The story will unfold with a young would be hero who longed for the approval of his father, King of Oil. Viewers will sympathize with the young man as he grows up under the long shadow and arm of the future mob-like Carlyle Group and the inextricable influence of his mother’s old time fundamentalist religion.
Banished to the desert, the single most important event of his life thus far, the death and memory of his sister, is wiped away. Grief, closure, a respect for life that survives out side the boundaries of a corporate owned lab, and a healthy explanation is denied him. Under the boiling heat, through the sweat of hard work and repeated failures; the male version of female tears, he learns a darker truth underlying the world of his demigods, his father and mother.

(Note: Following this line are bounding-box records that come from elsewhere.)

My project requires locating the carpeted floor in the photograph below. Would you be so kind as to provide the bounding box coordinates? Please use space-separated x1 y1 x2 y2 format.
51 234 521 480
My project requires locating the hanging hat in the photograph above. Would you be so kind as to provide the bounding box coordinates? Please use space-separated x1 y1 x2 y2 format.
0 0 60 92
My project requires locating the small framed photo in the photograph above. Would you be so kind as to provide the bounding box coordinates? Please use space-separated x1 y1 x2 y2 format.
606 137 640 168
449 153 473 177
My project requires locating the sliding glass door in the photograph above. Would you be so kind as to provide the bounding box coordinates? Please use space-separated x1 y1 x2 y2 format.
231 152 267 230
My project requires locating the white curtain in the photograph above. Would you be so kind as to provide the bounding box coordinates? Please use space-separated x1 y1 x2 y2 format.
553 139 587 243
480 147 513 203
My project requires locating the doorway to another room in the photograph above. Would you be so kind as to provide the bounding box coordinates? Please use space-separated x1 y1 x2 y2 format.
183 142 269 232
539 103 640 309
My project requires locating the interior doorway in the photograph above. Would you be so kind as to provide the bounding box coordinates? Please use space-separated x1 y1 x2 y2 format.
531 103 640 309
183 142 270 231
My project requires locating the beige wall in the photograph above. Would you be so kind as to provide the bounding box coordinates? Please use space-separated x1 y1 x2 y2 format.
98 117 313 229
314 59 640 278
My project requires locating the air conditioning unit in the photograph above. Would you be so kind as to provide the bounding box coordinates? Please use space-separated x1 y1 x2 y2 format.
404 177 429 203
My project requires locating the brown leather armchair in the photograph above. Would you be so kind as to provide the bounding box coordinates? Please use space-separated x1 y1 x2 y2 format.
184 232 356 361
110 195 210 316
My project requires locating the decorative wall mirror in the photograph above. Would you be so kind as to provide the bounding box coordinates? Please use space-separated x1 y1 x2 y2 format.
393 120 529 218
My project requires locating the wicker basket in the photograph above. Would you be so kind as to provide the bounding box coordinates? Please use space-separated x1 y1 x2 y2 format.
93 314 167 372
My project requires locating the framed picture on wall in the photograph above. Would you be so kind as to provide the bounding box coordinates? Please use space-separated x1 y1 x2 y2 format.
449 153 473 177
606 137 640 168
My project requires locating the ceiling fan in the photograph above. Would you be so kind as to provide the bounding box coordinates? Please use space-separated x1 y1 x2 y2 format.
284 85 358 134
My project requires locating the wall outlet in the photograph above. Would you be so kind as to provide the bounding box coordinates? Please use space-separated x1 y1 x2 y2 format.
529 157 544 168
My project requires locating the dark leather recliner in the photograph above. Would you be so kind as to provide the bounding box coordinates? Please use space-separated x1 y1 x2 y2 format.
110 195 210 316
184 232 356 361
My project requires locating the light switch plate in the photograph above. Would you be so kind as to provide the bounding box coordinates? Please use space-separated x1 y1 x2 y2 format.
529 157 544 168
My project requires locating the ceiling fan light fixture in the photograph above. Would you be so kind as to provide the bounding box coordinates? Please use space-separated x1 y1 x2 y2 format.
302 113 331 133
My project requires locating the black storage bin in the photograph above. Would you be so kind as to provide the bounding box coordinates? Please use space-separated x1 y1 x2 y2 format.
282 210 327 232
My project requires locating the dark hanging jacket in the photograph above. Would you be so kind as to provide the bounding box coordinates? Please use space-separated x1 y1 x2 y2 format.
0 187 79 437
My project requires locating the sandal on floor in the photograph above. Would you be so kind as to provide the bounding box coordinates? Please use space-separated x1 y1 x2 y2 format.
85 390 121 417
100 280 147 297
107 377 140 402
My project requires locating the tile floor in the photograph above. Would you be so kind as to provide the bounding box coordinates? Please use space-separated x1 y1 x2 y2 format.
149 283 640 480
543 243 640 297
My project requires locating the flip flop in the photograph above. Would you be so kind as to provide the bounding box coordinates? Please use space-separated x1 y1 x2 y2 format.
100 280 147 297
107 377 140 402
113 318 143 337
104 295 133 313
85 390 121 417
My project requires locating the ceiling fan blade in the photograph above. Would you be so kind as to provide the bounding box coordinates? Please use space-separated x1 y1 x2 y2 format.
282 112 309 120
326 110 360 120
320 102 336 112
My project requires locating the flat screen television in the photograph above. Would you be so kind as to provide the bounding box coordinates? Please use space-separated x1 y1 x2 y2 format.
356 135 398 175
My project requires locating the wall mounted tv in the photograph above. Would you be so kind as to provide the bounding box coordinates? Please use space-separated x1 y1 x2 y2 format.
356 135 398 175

The death of a close loved one, an absentee father and a depressed and religiously fanatic mother teaches him his first and most potent lessons; children, females, loved ones and life, in general, are insignificant compared to the relentless pursuit of wealth and power, except in his unrelenting night mares.
In this epic creation, the world of his childhood nightmares will pursue him and haunt his native land into his adult life. His real and imaginary monsters, rivaling those of Pan’s labyrinth, will plague his night time and awakening existence. The nation of his birth begins to feel the economic hatred of a world becoming flat, until the two worlds of the young hero’s nighttime and daytime nightmares become indistinguishable through another life shattering event early one September morning. A synchronistic sub-plot develops as Generals of The New World Order’s army takes command and the Neo-Con President of Carlyle, attempts to save the King of Oil’s son from his legacy and himself.
The movie, the first in a series of sequels, will end with a back drop of electronically elected Senators and Representatives floating on a raft of impeachable offenses who will be singing hymns, anthems and waving the flag of supporting the troops as television pundits dither about the gender, race, designer gowns and party of their nation’s next presidential appointee, televangelists and economic prognosticators beat the drums of revenge, hatred of outsiders, assassination plots and revel in public hangings, print media owners twist headlines to resemble the lines of poetry sung by its former heroes, and an unsuspecting nation, cradled to sleep by so-called reality shows, video and online games, and a never ending stream of American Idols, drowns in a sea of red blood, CO2 emissions, and ink.
Privacy, freedom of speech, Habeas Corpus, Posse Comitatus, the right to bear arms (given over to a Neo Civilian Reserve Corp) the pursuit of happiness and the right to vote become inconsequential casualties of our would be hero’s internal and external, daytime and nighttime twin terrors.
The first of these epic prospect films has been written. The Delusional Hero with his nation stands alone and cornered. It is a story of unrealized infantile male fantasies, war, lies, a web of international deception, a global struggle for world dominance and tragedy, indeed. It is coming too soon to theatres near us all.